A alguns quarteirões está o bairro de La Ceja, um dos mais populosos e também perigosos. De madrugada, os moradores de La Paz sobem para lá —a diferença de altitude da capital para El Alto é de cerca de 800 metros— para comprar produtos e revender.

Outros dois comerciantes que falam em anonimato dizem que Evo os entende por ser um indígena. O economista Arce, por sua vez, estaria tentando resolver as coisas, mas sem saber o que a população passa.
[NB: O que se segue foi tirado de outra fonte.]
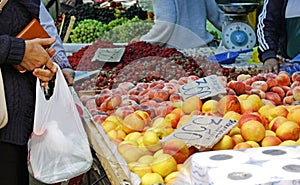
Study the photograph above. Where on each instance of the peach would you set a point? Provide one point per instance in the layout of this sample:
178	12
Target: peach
225	143
178	149
288	100
296	93
272	82
159	95
243	77
296	76
173	118
250	103
235	130
295	84
232	115
283	79
238	138
258	92
274	124
242	145
210	106
279	91
270	141
277	111
191	104
288	130
274	97
247	117
239	87
134	122
228	103
294	115
261	85
184	119
253	130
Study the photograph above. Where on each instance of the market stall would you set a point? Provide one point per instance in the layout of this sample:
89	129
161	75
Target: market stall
153	114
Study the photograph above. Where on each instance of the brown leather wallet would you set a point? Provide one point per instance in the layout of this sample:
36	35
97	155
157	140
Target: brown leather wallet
33	30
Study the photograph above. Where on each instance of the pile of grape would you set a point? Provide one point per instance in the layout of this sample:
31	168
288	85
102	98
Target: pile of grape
87	31
129	30
87	11
135	10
As pesquisas locais de intenção de voto apontam que Evo tem uma base fiel de cerca de 30% dos eleitores, mas que é altamente rechaçado, também, por uma parcela de ao menos 50%. Não há um líder claro que faça oposição à esquerda, ainda que o prefeito de Cochabamba, Manfred Reyes Villa, venha ganhando relevância.

Elogiado ex-ministro da Economia de Evo, e justamente por isso escolhido para disputar a Presidência, Arce tem colhido as más consequências do pós-pandemia, da alta dos preços internacionais e da falha do próprio período evista em antever que o gás, o ouro da economia boliviana, começaria a escassear. Evo se descreve como um potencial salvador da economia nacional.
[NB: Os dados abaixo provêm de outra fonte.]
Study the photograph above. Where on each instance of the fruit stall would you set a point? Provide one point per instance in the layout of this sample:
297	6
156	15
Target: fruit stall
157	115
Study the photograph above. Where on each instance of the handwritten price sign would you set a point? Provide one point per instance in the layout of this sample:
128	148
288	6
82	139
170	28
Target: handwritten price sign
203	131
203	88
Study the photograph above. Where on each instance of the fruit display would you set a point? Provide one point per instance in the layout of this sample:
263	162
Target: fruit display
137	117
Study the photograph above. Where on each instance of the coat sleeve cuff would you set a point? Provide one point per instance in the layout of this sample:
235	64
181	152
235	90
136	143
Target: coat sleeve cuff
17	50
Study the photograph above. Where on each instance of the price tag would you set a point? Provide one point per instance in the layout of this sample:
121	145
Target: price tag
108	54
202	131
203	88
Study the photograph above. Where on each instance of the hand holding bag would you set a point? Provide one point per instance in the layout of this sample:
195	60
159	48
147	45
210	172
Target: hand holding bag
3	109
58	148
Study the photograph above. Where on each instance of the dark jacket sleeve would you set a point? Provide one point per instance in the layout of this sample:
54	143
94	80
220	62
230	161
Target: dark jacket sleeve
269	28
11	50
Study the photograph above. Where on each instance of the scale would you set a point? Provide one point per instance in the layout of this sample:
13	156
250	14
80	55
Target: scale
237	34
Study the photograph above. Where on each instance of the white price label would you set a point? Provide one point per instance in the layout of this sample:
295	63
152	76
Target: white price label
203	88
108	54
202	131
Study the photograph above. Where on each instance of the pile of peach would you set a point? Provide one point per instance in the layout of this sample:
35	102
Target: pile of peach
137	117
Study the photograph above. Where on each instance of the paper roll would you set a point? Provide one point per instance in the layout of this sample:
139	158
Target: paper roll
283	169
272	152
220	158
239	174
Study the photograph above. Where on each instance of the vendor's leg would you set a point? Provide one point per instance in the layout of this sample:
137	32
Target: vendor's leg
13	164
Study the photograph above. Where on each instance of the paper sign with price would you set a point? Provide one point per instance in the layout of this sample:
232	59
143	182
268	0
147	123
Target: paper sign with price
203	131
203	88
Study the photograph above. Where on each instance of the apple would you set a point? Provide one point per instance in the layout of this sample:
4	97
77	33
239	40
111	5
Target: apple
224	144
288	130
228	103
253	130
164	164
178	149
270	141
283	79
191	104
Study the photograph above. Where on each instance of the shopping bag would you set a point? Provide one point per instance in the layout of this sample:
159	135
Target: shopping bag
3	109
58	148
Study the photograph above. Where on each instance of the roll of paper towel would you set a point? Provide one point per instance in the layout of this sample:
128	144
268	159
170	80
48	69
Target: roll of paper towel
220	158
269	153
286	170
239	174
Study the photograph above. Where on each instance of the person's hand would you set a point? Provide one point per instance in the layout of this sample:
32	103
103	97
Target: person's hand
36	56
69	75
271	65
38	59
Enquanto isso, os dois protagonistas da política boliviana trocam farpas. Arce afirmou que a primeira pessoa para quem ligou quando confirmou que uma tentativa de golpe estava em curso foi Evo.

O ex-presidente confirmou, mas na sexta-feira (28) mandou sua indireta. "Eu disse a ele: 'você deu poder demais ao Zúñiga [o chefe do Exército que liderou a tentativa] sem respeitar a institucionalidade'".

Em entrevista à Folha, concedida também na sexta, Arce criticou o desejo do padrinho de retornar ao poder. "Para nós, como governo, o verdadeiro dono do instrumento político são as organizações sociais que o fundaram. Mas para ele [Evo], não: ele é o dono e quer construir com base em sua figura o instrumento. Essa é a nossa principal diferença."

No final da semana em que o país andino se viu diante de uma ameaça de militares no poder, ainda há muitas perguntas em aberto, mas uma certeza: a de que Evo Morales continuará a ser elemento-chave para definir os rumos da nação de 12 milhões de habitantes.